The ingredients of this sherbet include the essences of coriander, orange, pineapple, carrot, rose petals, spinach and mint. It is said to have great effects on cardiovascular health. According to doctors, the consumption of fizzy drinks during Ramazan may cause digestion problems. This is also one of the reasons why the general public opts for the lal sherbet especially during the holy month.

Since the sherbet is made from fruits, vegetables, flowers that are natural ingredients, it helps in improve the energy level. The word sherbet is an Arabic word which means ‘to drink’. Historically speaking, the earliest sherbet recipes can be found as early as the 11th century in the ‘Canon of Medicine’ by Persian writer Ibn-e-Sina, and the sherbets then slowly gained popularity in Europe and other parts of Asia. Particularly, this Persian drink entered the subcontinent via the Mughals in the 16th century, with Emperor Babur specifically ordering ice from the Himalayas to add to his refreshments.
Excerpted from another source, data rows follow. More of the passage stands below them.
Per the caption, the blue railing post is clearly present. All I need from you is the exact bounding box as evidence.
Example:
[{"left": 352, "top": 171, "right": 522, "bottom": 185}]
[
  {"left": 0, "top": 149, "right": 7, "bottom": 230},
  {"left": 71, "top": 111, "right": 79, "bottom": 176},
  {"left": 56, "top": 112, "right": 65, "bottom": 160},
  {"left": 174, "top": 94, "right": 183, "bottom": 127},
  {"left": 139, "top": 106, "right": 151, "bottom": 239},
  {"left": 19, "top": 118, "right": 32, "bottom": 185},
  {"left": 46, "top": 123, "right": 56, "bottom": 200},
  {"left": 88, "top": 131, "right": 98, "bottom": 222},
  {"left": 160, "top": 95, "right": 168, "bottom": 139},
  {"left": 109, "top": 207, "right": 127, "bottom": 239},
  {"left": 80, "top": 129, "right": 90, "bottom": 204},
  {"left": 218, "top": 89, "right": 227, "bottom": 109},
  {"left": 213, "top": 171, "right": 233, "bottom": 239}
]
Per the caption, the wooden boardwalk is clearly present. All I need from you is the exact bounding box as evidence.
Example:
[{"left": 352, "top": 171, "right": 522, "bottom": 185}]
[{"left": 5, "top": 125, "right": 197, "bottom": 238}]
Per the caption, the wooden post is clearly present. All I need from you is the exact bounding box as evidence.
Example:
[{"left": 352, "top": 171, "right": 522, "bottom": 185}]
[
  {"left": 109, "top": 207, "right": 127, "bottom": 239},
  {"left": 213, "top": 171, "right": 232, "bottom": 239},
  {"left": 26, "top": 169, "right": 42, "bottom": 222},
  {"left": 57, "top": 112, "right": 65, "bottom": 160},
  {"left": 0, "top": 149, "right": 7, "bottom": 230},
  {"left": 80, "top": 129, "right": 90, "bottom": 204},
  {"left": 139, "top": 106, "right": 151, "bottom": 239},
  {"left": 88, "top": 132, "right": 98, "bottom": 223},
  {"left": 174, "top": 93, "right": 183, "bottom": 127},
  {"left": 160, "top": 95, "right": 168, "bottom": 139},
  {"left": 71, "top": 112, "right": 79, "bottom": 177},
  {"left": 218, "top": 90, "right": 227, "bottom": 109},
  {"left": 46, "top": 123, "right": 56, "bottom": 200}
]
However, the story of the modern South Asian sherbet started with a herbal apothecary in Delhi in 1906. Hakim Hafiz Abdul Majid of the renowned Hamdard Laboratories wanted to concoct a drink that would prevent dehydration and keep the residents of Delhi cool in soaring temperatures. A Hindu Ayurveda health expert developed mixtures of some ingredients and came up with a medicine that had all the potential to counter heatstroke, heart palpitations and water losses in the body. It was named ‘Rooh Afza’ or ‘soul elixir’.


Some years later, the refreshing mixture was soon changed from a medicine to a refreshment. Mirza Noor Ahmad, an artist, prepared a unique and vibrant label to help the Hakim’s product sell in the market in 1910. The popularity of the drink encouraged other beverage companies to enter the market. The specific Unani (Greek) recipe of Rooh Afza combines several ingredients popularly believed to be cooling agents, such as rose, which is used as a remedy for ‘loo’, the hot summer wind that blows through the subcontinent.

According to medical experts, the intensity of heat causes excessive sweating, which in turn increases the excretion of salts from the human body, leading to irritability, nervousness, fatigue, weakness, dizziness and indigestion as well. So, in order to get rid of such complaints, one should remain hydrated. And as the month of Ramazan is coinciding with a hotter period of the year, it is essential that one stays hydrated from iftar to sehr.